RWW argues that for the Semantic Web to really take off, content-management systems need to incorporate semantic markup. They argue,
Allowing authors or readers to add tags to articles or posts allows a measure of classification, but it does not capture the true semantic essence of the document. Automated Semantic Parsing (especially within a given domain) is on the way – a la Spock, twine and Powerset – but it is currently limited in scope and needs a lot of computing power; in addition, if we could put the proper tools in the authors’ hands in the first place, extracting the semantic meaning would be so much easier.
For example, imagine that you are building an online repository of content, using paid expert authors or community collaboration, to create a large number of similar records – say, a cookbook of recipes, a stack of electrical circuit designs, or something similar. Naturally, you would want to create domain-specific semantic knowledge of your stack at the same time, so that you can classify and search for content in a variety of ways, including by using intelligent queries.
Ideally, the authors would create the content as meaningful XML text, so that parsing the semantics would be much easier. A side benefit is that this content can then be easily published in a variety of ways and there would be SEO benefits as well, if search engines could understand it more easily. But tools that create such XML, and yet are natural and easy for authors to use, don’t appear to be on their way; and the creation of a custom tool for each individual domain seems a difficult and expensive proposition.
The problem with XML authoring, as the author notes, is that it’s too time-consuming from a user perspective. You’re basically requiring that the user fill out a detailed, unique form on every post or content node.
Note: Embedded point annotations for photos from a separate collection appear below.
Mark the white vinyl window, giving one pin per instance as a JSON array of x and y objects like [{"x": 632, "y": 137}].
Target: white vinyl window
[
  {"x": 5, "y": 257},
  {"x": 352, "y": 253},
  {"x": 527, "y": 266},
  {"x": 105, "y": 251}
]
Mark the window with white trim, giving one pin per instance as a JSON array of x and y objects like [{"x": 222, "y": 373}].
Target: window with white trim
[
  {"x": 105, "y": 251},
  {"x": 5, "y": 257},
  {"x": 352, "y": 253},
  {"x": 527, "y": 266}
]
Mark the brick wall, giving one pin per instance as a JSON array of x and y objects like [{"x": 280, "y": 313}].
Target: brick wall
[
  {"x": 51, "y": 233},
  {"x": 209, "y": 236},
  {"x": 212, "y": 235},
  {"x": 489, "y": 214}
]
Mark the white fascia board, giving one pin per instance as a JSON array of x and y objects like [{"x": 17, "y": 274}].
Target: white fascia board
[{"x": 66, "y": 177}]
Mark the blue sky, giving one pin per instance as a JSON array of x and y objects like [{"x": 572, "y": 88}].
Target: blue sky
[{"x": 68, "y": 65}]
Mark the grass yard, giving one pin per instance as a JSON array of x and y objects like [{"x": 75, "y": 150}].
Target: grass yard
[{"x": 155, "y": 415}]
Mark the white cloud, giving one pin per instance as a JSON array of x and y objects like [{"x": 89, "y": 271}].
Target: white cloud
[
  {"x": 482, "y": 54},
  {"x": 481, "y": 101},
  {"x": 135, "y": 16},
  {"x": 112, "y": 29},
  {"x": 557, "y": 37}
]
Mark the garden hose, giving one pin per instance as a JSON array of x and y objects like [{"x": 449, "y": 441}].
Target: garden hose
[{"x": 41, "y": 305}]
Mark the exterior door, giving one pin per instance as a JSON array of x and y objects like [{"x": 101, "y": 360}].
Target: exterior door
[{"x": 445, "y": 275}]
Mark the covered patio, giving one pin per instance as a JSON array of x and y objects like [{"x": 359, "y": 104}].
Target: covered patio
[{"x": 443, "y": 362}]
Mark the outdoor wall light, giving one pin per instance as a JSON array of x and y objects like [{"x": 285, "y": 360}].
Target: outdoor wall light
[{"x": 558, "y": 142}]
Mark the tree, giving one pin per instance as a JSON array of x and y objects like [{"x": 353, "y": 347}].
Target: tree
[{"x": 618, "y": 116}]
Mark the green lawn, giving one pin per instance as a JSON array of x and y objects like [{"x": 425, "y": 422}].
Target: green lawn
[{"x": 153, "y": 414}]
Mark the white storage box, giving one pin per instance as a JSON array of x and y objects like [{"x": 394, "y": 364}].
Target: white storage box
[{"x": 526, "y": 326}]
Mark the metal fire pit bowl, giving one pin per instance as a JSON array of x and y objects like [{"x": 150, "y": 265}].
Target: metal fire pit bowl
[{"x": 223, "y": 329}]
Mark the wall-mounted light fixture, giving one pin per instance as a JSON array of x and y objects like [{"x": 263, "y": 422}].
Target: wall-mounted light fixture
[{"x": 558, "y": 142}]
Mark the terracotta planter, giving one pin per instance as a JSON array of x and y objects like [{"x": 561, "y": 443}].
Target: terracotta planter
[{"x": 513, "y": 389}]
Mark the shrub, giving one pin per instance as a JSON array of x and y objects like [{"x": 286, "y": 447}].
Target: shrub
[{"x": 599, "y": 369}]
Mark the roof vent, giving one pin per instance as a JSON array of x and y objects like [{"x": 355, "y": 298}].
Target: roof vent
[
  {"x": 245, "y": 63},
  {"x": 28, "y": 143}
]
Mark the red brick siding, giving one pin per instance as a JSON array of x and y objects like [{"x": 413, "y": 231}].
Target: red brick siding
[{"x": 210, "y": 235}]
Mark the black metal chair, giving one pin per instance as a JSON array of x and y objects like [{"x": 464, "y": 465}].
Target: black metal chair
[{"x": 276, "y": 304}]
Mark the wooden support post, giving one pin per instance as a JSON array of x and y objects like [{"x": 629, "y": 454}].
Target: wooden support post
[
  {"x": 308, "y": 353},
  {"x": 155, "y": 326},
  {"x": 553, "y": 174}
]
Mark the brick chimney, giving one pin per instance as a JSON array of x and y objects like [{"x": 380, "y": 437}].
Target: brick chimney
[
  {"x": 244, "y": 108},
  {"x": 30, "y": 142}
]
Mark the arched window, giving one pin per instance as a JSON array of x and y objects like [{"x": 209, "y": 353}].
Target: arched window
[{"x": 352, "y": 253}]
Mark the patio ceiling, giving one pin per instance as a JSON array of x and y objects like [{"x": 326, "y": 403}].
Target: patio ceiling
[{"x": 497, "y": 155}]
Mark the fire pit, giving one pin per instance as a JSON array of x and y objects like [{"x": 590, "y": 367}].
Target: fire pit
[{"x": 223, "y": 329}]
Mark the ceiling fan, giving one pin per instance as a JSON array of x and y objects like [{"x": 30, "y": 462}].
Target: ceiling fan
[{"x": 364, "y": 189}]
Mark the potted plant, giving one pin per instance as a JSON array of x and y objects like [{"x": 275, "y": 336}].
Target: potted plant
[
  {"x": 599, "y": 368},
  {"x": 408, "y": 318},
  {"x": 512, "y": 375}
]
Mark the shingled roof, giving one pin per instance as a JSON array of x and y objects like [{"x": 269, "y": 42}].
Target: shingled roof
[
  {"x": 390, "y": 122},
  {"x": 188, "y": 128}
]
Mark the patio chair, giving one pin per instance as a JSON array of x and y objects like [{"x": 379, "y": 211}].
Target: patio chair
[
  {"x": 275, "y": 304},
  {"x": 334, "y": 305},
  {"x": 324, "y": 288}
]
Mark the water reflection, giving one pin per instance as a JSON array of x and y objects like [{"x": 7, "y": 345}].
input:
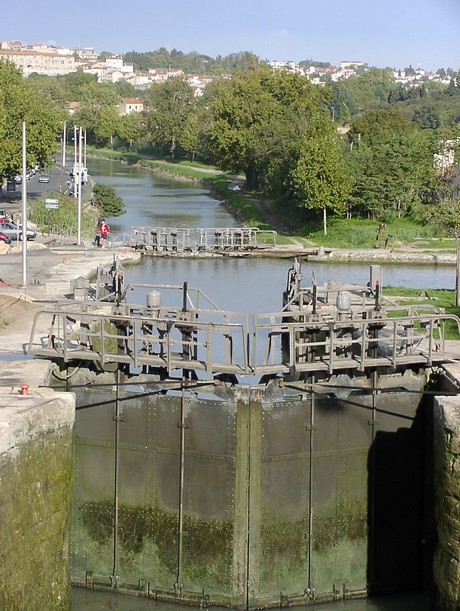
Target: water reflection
[
  {"x": 249, "y": 284},
  {"x": 85, "y": 600}
]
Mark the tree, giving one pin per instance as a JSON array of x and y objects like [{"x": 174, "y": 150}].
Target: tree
[
  {"x": 169, "y": 106},
  {"x": 129, "y": 128},
  {"x": 321, "y": 180},
  {"x": 97, "y": 113},
  {"x": 446, "y": 217},
  {"x": 18, "y": 105},
  {"x": 107, "y": 200},
  {"x": 393, "y": 170},
  {"x": 258, "y": 119}
]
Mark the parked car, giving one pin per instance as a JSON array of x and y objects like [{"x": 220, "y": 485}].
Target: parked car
[
  {"x": 14, "y": 231},
  {"x": 4, "y": 238}
]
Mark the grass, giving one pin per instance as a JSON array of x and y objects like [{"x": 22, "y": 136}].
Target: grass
[
  {"x": 363, "y": 233},
  {"x": 342, "y": 233}
]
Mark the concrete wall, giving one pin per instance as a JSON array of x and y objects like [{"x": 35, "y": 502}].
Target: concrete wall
[
  {"x": 279, "y": 492},
  {"x": 447, "y": 499},
  {"x": 35, "y": 494}
]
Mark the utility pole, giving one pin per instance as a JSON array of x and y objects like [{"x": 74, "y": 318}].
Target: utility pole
[
  {"x": 24, "y": 207},
  {"x": 78, "y": 181},
  {"x": 75, "y": 161}
]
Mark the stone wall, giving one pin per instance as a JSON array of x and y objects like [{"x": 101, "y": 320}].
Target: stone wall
[
  {"x": 447, "y": 501},
  {"x": 35, "y": 497}
]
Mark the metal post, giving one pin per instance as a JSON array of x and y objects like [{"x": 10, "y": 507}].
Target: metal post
[
  {"x": 78, "y": 179},
  {"x": 311, "y": 427},
  {"x": 24, "y": 206},
  {"x": 74, "y": 161},
  {"x": 64, "y": 140},
  {"x": 180, "y": 526},
  {"x": 116, "y": 478}
]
What’s really needed is a way for the CMS to prefill semantic data for the user, and then let the user tweak it. The prefill would have to come from contextual information (post title keywords, word frequency analysis, link text) and metadata (category, tags). In a way you have a mini-search engine index running against your own post, and giving you “search results” to let you “rank” the sub-content into a structured form. And even then, take pains to hide the XML-ness; instead of showing the user a pile of confusing <blah>blahblah</blah> xml markup, it should provide a cleaner view like
drink: triple latte
cost: $4.50
opinion: sucks, overpriced
where of course the labels (drink, cost, opinion) are mapped to the actual XML containers <drink></drink> etc. The user can edit the list easily, insert or delete labels as they choose, and then hit publish.
To achieve this, you need good metadata. By good, I mean “rich” – it should be noted that tagging alone is actually pretty poor as far as metadata goes because it’s usually only a taxonomy imposed by the author, not a true folksonomy. The advantage of the latter is that the metadata is more variable, giving any semantic algorithm more room to play with. Note that tagging as implemented in WordPress is not a true folksonomy, though a plugin now exists to rectify that. Semantic algorithms will starve on taxonomies alone.
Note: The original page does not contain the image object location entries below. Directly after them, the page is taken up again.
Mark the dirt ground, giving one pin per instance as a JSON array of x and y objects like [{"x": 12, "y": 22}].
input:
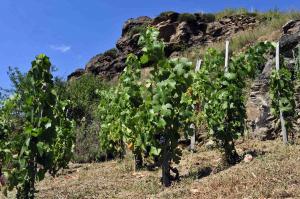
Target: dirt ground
[{"x": 273, "y": 173}]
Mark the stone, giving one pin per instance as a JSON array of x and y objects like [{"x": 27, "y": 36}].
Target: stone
[
  {"x": 248, "y": 158},
  {"x": 178, "y": 35}
]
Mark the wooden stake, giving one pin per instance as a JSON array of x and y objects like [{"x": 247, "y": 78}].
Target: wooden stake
[
  {"x": 193, "y": 138},
  {"x": 226, "y": 56},
  {"x": 282, "y": 121}
]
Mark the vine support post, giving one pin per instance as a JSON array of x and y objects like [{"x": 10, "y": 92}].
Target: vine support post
[
  {"x": 226, "y": 55},
  {"x": 282, "y": 121},
  {"x": 193, "y": 138}
]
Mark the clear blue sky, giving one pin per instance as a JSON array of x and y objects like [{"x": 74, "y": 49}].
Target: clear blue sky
[{"x": 72, "y": 31}]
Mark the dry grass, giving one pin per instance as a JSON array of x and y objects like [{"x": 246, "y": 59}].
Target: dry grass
[
  {"x": 274, "y": 173},
  {"x": 268, "y": 30}
]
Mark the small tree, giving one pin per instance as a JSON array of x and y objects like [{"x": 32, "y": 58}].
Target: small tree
[{"x": 43, "y": 142}]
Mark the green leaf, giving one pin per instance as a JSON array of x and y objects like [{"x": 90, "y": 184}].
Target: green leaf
[
  {"x": 155, "y": 151},
  {"x": 145, "y": 59}
]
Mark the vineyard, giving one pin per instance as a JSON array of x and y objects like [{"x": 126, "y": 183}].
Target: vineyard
[{"x": 146, "y": 128}]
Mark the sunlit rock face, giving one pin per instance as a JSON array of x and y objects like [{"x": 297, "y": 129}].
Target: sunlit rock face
[
  {"x": 179, "y": 31},
  {"x": 261, "y": 123}
]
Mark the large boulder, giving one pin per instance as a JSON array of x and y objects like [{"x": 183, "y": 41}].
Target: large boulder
[
  {"x": 260, "y": 121},
  {"x": 179, "y": 31}
]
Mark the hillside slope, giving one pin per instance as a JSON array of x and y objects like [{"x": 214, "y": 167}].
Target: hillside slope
[{"x": 273, "y": 173}]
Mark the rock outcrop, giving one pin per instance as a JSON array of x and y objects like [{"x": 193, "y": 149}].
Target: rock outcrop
[
  {"x": 260, "y": 121},
  {"x": 179, "y": 31}
]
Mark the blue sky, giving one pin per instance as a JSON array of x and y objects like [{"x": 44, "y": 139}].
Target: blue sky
[{"x": 70, "y": 32}]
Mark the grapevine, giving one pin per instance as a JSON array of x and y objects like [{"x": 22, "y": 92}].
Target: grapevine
[{"x": 42, "y": 140}]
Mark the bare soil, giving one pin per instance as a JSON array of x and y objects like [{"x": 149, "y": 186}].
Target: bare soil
[{"x": 273, "y": 173}]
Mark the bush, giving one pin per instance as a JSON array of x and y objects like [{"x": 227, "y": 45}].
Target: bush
[
  {"x": 187, "y": 17},
  {"x": 82, "y": 94},
  {"x": 167, "y": 13},
  {"x": 84, "y": 99},
  {"x": 111, "y": 53},
  {"x": 137, "y": 30}
]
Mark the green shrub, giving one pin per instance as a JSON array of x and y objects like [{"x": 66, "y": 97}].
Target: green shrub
[
  {"x": 137, "y": 30},
  {"x": 84, "y": 99},
  {"x": 111, "y": 53},
  {"x": 82, "y": 93},
  {"x": 233, "y": 11},
  {"x": 167, "y": 13},
  {"x": 187, "y": 17}
]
Thanks for pointing that out. It’s a pretty good read.
I’m still trying to wrap my head around how the <drink></drink> is converted into xhtml. Or is this all for internal use/mashups? Or some sort of future where web content is displayed directly in raw xml.
ideally you use XSMLT transforms to convert from XML to HTML – though it shoudl be noted that XSLT authoring tools are also not very good. Thats kind of the “last mile” problem for Semantic web – an XSLT transform assumes a rigid input XML structure. But Semantic Web might deliver all sorts of funky tags. You need some kind of dynamic XSLT instead. Thats also going to need to take metadata and contextual info into account as well… we are bordering on AI here.